Daremblum, after praising Senators Lugar and Dodd for their promotion of “national security and democracy” in Latin America over the years, warned of the threat of “radical populism, which has taken root in Venezuela, Bolivia, Ecuador, and Nicaragua.” Perhaps most alarmingly, Venezuelan leader Hugo Chavez has formed an alliance with Iran, “the world’s leading state sponsor of terrorism.” The Nicaraguan government, having “returned to its old ways,” occupies a Costa Rican river island in defiance of an OAS resolution.
Chavez’s alliance with Iran, in particular, is “the biggest threat to hemispheric stability since the Cold War.” The Chavez regime poses a “serious threat to U.S. security interests.”
Wow! Sounds like a lot of bizarro-world gibberish, right? But if we break it down and translate it a bit at a time, we can actually distill some sense from it.
First, we have to remember that in Securityspeak, “democracy” doesn’t mean what it does in English. You probably think of democracy as meaningful control by ordinary people of the decisions that affect their daily lives. The false cognate Securityspeak term “democracy” sounds the same but can cause great confusion. It actually refers to a society in which the system of power is disguised by the existence of periodic electoral rituals in which the public chooses between a number of candidates, all selected from the same ruling class. These candidates may argue a lot, but it’s all about the 20% or so of secondary issues on which the different factions of the ruling class are divided among themselves. The 80% of primary issues, on which the ruling class agrees — issues that define the basic structure of power — never comes up for debate.

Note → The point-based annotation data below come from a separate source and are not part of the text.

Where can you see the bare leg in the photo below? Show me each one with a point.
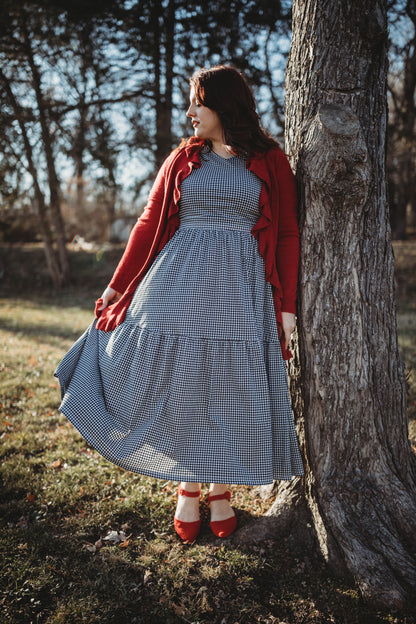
(187, 508)
(220, 509)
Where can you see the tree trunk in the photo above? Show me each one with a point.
(45, 228)
(163, 75)
(47, 142)
(359, 491)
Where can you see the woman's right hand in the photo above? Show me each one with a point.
(109, 296)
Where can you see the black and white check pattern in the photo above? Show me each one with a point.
(192, 386)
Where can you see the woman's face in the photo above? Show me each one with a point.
(205, 121)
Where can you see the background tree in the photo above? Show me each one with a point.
(401, 152)
(357, 501)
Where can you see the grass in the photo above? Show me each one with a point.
(60, 499)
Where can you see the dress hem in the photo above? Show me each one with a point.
(179, 477)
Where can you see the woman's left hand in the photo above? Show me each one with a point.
(288, 325)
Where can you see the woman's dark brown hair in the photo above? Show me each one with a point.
(225, 91)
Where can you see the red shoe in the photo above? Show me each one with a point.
(187, 531)
(222, 528)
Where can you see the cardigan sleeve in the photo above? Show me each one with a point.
(143, 233)
(287, 252)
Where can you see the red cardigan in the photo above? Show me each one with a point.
(276, 231)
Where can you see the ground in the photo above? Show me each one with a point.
(84, 541)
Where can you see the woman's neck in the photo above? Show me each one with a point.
(223, 150)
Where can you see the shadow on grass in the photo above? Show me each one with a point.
(48, 334)
(51, 576)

When the structure of power itself comes up for debate — when people start talking about, say, the concentrated ownership of land, or export-oriented development policy — it’s a sign that “democracy” is in danger of being replaced by “radical populism.” That’s a matter for the CIA or Marines to deal with. The whole point of Securityspeak’s version of “democracy” is to safeguard the fundamental structure of power by distracting the population with the illusion of choice.

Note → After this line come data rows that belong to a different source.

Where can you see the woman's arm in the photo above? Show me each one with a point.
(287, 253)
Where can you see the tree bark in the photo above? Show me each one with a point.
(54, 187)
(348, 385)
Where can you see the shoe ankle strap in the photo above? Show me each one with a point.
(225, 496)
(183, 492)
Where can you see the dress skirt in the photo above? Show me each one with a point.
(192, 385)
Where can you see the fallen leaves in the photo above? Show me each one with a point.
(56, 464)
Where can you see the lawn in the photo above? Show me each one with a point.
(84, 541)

It’s also important to keep in mind that in Securityspeak, the label “state sponsor of terrorism” — by definition — cannot include the United States. That’s because actions by the Sole Superpower and Hegemon to promote “democracy” cannot — by definition — be terroristic. Actions to promote “radical populism,” on the other hand, can.
As in Newspeak, actions that are considered laudable when practiced by one side are reprehensible when practiced by the other. Take, for example, the Nicaraguan action of occupying Costa Rican territory in defiance of an OAS resolution. That same action — defying an OAS resolution — was entirely commendable when practiced by the U.S. (i.e., the mining of Managua harbor as a means of combating “radical populists” 30 years ago).
Consider labeling the Iran-Venezuela alliance the “biggest threat to hemispheric stability since the Cold War.” You’re probably thinking he put that qualifier in there so U.S. actions during the Cold War wouldn’t count. After all the U.S. overthrew Guatemala’s democratic government in 1954, installing a military regime that terrorized the country for decades. It backed Central American death squads that killed hundreds of thousands of people and (starting with the overthrow of Brazil’s government in the 1960s and proceeding with Kissinger’s Operation Condor in the 1970s) put military dictators in power in most of South America.
But those things wouldn’t count anyway. When the United States overthrows government after government, with domino chains of military coups putting pro-U.S. dictatorships in power throughout most of the hemisphere, that’s protecting stability, not threatening it. It’s all for the sake of defeating that “radical populism,” which is by definition a threat to stability.
And in Securityspeak, saying a Venezuela-Iran military alliance is a “threat” doesn’t mean they might attack the U.S. and invade its territory. It means they might be able to fight back when the U.S. attacks them — that the U.S. might not be able to defeat them and put a stop to the threat of “radical populism.” In other words, they might get away with taking land away from oligarchs and patrons and distributing it to the people who actually work it, and their economies might start serving the interests of the people who live there instead of Norteamericano corporations. And that would be bad.
Similarly, “national security” refers not, as you might expect in English, to the security of the American people. It refers to the security of the American state and the coalition of class interests that controls it. Economic populism is indeed a threat to “national security” in this sense. American economic elites are the heart of one of the opposing sides in the age-old conflict between those who own the world and those whose blood and sweat enrich those who own the world. When a functionary of the American state like Daremblum refers to a “threat to national security,” he means a threat to the ability of the hemisphere’s owning classes to extract wealth from the blood and sweat of the rest of us.
There — that wasn’t so hard, was it?